A second, and more significant, move would be to provide an avenue of escape for Hong Kong’s citizens. In the 1980s and 1990s, the U.K. acted to limit the city’s “brain drain” by restricting the number of British subjects in the territory who would hold a “right of abode” in the United Kingdom. Even so, after the planned reversion to Beijing’s sovereignty was announced, large numbers of expatriate Hong Kongers did move to Britain. Others established communities in the United States, Canada, Australia and elsewhere.

We can limit the utility of China’s accession to full power in Hong Kong by permitting large-scale emigration of the city’s populace, offering our own shores as a destination. Hong Kongers would bring their energy, economic dynamism and education. These qualities would enrich any community where we encourage them to settle. Let Beijing have Hong Kong’s real estate; the greater value is in its people and their enterprise.

Finally, it is long past time to develop a new, more secure and more isolated version of the global internet that would exclude malicious actors and any locations that offer them unsupervised entree to the networks that touch our critical infrastructure and valuable technology. Russia, China, Iran and North Korea are the obvious immediate targets for such exclusion. There would doubtless be many others. Some of our purported allies may be among them if they are unwilling to sacrifice commercial opportunities with miscreant nations in the name of security.

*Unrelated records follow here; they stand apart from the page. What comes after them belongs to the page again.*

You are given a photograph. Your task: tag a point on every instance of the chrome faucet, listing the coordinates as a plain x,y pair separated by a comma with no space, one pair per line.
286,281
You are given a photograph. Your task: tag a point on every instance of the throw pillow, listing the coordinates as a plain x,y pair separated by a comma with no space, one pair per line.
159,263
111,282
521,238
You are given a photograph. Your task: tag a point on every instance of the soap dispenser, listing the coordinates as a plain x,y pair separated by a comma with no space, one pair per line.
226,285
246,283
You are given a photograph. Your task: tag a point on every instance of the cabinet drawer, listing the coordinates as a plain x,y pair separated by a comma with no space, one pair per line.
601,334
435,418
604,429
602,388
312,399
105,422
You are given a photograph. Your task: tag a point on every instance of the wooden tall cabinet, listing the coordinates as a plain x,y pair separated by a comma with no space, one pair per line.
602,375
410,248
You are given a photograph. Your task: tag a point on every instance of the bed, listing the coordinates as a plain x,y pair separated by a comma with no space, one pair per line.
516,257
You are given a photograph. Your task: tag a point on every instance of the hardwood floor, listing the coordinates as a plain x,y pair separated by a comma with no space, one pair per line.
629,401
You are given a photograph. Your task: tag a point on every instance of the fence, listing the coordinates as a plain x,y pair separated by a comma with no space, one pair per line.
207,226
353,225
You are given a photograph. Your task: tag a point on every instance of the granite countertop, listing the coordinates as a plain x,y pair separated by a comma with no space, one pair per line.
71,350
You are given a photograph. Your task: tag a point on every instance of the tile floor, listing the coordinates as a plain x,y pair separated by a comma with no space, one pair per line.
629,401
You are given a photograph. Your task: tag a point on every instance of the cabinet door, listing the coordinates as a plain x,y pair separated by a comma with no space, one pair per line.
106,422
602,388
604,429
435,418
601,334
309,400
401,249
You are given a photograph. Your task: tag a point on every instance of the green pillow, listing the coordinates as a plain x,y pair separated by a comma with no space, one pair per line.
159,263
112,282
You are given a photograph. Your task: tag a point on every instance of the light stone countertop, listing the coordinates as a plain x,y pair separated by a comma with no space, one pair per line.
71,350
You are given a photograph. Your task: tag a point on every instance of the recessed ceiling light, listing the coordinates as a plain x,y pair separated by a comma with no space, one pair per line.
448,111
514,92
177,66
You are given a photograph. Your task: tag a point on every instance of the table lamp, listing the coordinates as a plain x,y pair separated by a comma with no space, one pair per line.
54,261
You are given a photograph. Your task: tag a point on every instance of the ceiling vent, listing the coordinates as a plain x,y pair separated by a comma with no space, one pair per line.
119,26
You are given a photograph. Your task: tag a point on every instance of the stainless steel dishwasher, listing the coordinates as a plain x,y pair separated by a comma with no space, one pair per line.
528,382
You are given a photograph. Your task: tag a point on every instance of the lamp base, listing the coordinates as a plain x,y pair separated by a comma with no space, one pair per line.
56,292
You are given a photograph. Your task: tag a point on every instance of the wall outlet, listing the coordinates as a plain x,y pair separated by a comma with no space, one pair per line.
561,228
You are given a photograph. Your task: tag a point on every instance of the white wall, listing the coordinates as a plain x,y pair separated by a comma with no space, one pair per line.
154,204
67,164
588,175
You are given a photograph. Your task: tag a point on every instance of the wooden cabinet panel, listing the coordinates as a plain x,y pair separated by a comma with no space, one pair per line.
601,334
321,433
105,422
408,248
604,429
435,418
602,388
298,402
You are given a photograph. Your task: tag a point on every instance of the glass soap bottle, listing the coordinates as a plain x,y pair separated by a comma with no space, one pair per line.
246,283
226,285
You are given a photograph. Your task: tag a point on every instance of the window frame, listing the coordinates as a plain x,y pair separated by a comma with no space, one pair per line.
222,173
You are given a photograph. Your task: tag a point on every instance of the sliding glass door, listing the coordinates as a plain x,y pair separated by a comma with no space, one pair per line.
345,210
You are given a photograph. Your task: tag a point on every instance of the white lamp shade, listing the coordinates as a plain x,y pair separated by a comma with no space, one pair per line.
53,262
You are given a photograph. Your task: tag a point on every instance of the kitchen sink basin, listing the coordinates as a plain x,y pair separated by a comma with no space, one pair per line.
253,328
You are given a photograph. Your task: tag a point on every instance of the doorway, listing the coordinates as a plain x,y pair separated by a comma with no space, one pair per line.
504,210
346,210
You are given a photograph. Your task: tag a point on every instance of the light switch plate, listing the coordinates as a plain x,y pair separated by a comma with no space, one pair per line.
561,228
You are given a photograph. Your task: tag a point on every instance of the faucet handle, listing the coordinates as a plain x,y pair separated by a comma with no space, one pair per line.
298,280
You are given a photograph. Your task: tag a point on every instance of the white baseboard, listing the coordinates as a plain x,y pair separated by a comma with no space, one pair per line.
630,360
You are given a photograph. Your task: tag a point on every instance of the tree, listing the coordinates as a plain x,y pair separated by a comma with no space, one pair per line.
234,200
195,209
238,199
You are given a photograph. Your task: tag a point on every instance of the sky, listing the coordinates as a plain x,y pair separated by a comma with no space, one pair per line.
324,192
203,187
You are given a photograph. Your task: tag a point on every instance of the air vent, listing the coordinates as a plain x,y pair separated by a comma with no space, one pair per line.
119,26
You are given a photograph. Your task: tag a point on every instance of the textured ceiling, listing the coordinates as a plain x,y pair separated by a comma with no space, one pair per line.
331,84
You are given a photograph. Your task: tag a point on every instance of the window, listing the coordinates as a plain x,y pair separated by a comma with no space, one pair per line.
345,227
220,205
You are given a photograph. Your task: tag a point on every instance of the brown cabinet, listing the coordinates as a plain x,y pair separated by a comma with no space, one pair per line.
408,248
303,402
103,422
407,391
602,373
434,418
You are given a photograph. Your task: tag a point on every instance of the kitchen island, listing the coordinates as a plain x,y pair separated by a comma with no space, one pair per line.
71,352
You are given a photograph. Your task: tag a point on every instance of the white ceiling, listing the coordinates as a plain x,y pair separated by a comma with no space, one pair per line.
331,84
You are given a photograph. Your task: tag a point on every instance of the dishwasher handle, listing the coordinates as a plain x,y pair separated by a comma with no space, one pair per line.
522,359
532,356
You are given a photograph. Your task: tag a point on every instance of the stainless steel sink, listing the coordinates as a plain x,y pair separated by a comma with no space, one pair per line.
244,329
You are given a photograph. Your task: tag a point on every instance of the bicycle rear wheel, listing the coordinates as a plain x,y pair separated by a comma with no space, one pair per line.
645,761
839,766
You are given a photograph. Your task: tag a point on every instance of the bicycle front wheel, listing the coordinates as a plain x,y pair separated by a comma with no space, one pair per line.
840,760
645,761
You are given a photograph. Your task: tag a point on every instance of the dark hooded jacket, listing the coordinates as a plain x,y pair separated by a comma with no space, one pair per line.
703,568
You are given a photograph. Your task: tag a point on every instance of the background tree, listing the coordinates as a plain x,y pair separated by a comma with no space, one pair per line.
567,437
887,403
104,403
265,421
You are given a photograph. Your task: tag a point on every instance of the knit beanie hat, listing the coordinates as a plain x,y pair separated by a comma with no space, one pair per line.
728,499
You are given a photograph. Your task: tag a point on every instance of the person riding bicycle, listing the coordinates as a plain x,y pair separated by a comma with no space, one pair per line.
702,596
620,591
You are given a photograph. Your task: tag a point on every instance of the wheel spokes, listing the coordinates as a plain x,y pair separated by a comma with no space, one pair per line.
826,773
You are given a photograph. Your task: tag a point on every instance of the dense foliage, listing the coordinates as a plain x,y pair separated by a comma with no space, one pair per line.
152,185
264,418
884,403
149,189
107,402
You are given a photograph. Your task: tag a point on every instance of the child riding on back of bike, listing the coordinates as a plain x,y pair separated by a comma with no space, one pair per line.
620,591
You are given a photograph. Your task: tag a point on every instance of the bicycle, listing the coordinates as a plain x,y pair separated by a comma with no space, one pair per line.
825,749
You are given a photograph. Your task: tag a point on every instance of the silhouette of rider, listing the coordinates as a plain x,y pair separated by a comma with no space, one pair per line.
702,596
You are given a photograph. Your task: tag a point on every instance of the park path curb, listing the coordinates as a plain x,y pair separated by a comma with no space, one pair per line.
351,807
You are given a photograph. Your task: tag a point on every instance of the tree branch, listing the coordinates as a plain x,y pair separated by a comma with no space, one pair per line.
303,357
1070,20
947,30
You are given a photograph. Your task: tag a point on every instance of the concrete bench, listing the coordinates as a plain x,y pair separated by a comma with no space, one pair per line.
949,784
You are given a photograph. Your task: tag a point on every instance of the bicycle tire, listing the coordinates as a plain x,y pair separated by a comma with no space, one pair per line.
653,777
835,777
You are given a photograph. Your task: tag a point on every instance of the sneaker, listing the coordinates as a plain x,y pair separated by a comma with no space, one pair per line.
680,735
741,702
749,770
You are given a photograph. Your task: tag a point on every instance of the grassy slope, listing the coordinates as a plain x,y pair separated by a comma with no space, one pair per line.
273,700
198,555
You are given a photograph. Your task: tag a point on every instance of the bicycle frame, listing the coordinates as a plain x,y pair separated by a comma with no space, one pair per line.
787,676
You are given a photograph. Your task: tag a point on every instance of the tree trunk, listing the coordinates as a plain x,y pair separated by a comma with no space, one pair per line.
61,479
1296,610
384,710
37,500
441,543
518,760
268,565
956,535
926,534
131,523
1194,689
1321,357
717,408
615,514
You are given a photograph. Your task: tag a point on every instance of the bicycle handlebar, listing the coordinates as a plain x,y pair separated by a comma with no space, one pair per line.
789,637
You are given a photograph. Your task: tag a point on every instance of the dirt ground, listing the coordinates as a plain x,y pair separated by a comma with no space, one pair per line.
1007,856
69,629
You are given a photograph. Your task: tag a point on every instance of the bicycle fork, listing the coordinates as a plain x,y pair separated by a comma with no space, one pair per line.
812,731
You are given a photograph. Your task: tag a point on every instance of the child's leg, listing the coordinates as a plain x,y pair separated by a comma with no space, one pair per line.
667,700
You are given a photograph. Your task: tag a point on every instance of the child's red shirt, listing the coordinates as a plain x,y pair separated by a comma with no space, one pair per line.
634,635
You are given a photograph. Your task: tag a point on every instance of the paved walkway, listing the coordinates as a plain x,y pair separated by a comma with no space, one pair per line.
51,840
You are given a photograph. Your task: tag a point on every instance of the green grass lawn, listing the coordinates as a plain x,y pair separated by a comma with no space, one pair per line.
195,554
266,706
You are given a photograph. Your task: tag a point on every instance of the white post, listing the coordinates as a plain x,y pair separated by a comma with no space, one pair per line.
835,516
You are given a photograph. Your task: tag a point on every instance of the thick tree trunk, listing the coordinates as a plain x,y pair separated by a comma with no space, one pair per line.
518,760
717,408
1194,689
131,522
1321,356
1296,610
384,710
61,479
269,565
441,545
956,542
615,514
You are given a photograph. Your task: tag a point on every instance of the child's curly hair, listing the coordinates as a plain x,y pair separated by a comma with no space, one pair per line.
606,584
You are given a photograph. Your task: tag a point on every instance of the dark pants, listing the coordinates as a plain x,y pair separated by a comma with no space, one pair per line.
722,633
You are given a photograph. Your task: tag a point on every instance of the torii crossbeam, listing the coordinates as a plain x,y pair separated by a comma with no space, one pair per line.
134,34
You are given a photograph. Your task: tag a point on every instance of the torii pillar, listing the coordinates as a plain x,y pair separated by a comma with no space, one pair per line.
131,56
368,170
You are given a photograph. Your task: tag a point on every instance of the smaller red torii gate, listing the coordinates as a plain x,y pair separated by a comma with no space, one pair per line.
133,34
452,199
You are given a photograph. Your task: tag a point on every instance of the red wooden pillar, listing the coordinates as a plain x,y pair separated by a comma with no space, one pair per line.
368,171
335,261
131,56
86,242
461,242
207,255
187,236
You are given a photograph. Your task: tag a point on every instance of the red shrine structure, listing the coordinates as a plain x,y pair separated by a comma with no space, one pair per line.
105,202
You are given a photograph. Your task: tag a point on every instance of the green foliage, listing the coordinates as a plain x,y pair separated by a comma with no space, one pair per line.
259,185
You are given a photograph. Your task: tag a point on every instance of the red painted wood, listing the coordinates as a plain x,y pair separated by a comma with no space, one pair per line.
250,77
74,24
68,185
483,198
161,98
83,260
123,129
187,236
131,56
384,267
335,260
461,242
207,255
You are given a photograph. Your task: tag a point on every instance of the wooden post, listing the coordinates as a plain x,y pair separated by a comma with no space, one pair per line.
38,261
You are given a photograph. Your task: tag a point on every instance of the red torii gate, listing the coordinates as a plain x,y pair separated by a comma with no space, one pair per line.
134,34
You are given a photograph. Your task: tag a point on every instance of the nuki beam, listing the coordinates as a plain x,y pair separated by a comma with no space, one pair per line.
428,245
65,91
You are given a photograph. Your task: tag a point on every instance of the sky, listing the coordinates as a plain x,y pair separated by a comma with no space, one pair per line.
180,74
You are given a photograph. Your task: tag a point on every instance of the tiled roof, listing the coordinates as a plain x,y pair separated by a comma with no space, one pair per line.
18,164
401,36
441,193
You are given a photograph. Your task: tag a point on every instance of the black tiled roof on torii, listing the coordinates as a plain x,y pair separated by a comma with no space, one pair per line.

A new, parallel network would have to at least be regulated, if not actually operated, by our government and perhaps a few other trusted parties. The initial candidates could be the “Five Eyes” of English-speaking nations that coordinate most closely on intelligence matters: the United States, Canada, the United Kingdom, Australia and New Zealand. These are also the countries that have shown the most willingness to stand against threats emanating from adversarial states and other places where internet criminals operate with impunity.

Of course these democratic nations, including our own, have experienced intelligence and privacy abuses too. There will surely be more to come. But the threat from inside our shores and from our close friends is nothing like the threat posed by the hostile state actors who would be shut out of the new system, except through closely monitored gateways.

As Hong Kongers well know, China abides by agreements and respects the rule of law only to the extent it serves its purposes, or when the cost of doing otherwise is greater than the perceived benefit. Margaret Thatcher predicted that the world would know what China was like if it moved on Hong Kong. She was right. Now the question is how we will put that knowledge to good use.